Ob bei der Erststimme oder der Zweitstimme, die Grafik zu den Wahlkreisgewinnern der Landtagswahl weist inmitten des schwarzen Klumpens einen großen roten Fleck auf: das Ruhrgebiet – die sogenannte Herzkammer der Sozialdemokratie, wo die Menschen angeblich auch einen Besenstiel wählen, sofern er nur rot genug ist (und wo die AfD teilweise gut zweistellig ist). Das Ruhrgebiet – Sorgenkind im Westen Deutschlands, Opfer des Strukturwandels, No-go-Areas und enthemmte Kriminalität, Feinstaubwerte zum Abhusten, ein einziger Stauraum. Oder: das Ruhrgebiet – ehrliche Menschen, Zusammenhalt, Traditionsfußball, bestes Pils, mäanderndes Grün durch Industriekultur.
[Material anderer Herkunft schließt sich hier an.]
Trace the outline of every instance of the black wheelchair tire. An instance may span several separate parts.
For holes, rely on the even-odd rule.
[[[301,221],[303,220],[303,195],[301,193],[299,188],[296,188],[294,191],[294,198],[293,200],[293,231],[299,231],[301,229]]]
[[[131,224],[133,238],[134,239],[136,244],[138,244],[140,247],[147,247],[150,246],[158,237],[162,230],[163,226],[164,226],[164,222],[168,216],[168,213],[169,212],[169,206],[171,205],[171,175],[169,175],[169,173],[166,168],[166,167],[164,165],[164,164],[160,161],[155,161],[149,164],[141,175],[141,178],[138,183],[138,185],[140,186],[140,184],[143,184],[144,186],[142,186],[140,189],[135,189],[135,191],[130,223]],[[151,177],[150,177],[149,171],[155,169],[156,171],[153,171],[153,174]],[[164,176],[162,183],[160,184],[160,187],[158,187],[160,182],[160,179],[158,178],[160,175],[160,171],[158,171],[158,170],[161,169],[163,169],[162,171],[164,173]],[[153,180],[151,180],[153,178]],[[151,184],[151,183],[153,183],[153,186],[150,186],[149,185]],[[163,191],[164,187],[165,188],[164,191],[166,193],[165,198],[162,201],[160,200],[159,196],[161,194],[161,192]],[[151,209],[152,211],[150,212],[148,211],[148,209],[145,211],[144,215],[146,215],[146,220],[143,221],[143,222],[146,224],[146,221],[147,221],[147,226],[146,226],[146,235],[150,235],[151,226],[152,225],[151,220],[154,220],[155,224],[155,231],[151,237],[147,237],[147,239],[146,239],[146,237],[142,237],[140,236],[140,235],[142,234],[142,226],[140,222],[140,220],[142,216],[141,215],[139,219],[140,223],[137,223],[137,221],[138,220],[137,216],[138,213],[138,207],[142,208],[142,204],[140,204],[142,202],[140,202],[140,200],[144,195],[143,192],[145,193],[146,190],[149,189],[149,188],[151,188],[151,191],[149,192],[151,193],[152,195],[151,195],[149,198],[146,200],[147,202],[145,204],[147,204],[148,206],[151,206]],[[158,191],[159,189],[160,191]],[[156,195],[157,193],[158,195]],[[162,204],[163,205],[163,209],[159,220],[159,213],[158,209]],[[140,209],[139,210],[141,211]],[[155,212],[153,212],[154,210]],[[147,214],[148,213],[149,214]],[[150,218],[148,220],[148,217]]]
Sowohl die einen als auch die anderen Klischees wurden Ruhr auf- und abwärts durchexerziert. Ja, das Ruhrgebiet ist eine Region der Gegensätze und ja, der Wandel ist mittlerweile zur Tradition geworden. Doch so sehr die Menschen hier eine eigene, ganz besondere Identität bemühen, so sehr ähneln sie den Menschen aus den anderen Regionen. Alaaf, Helau oder RWE, S04, BVB oder Horrido – Hauptsache ein Gefühl von Heimat.
Und da Heimatfilme nun einmal Teil unserer (Geschichts-)Kultur sind, erfreuen wir uns an den vermittelten Bildern und Stereotypen und seufzen anschließend selig: Hach ja, so sind wir. Das funktioniert auch meist hervorragend, denn trotz beschissener Situation (Jobverlust etc.) gibt die romantisierte Ruhrgebietsmentalität wieder die nötige Erdung. Adolf Winkelmann, Häuptling der Working-Class-Ruhrgebietsfilme, konnte sich sicher sein, dass auch „Junges Licht“ wieder ziehen wird. Peter Thorwarth wird auch zum 25. Jubiläum von Bang Boom Bang abgefeiert werden und Ralf Richter jederzeit einen Grabowski mimen dürfen. Der Ober-Ruhri, Frank Goosen, wird auch seine anderen Heimatbücher über die Leinwand ziehen sehen. So nett und unterhaltend es auch immer ist, aber Kumpel, Fußball, wat und dat kann doch nur ein Teil unserer Kultur sein und daher auch nur ein Teil unserer Heimatfilme.
Es gibt hier mehr als das, was als Bild über das Ruhrgebiet heraus- und hineingetragen wird. Bayern ist schließlich auch mehr als der Bulle von Tölz. Glaub ich zumindest. Und zwei kürzlich angelaufene Filme zeigen Heimat jenseits der bekannten Topoi. Michael Kochs Debüt „Marija“ (Start im März) zeichnet einen Traum vom sozialen Aufstieg nach, jedoch nicht im Sinne von „Dat schaffen wa schon. Zusammen“, sondern kühl, verbissen und sehr realistisch in der Dortmunder Nordstadt angesiedelt. Nun tingeln die Pottkinder durch die hiesigen Kinos. Mit, wie der Name schon sagt, echten, richtigen Menschen aus dem Ruhrgebiet. Aber aus dem Hier und Jetzt. Ohne Bahnhofsbuchhandlungspostkartenklischees.
Vielleicht geht der Heimatfilm ja demnächst auch öfter mal eine Liaison mit diversen anderen Genres ein: Z-Office, Zombietrash im 80er Style und angesiedelt im Dortmunder Großraumbüro legt da einen vielversprechenden Start hin. Und es gäbe noch so viele andere mögliche Genrefilme mit Titeln wie Pot(t)heads – Der Film, Zombies im CentrO, Die Unbestechlichen im Essener Rathaus, Fluchtpunkt RS1. Wir, die wir die Vielfalt hier so hochjubeln, haben uns doch ein Mehr an Heimat verdient.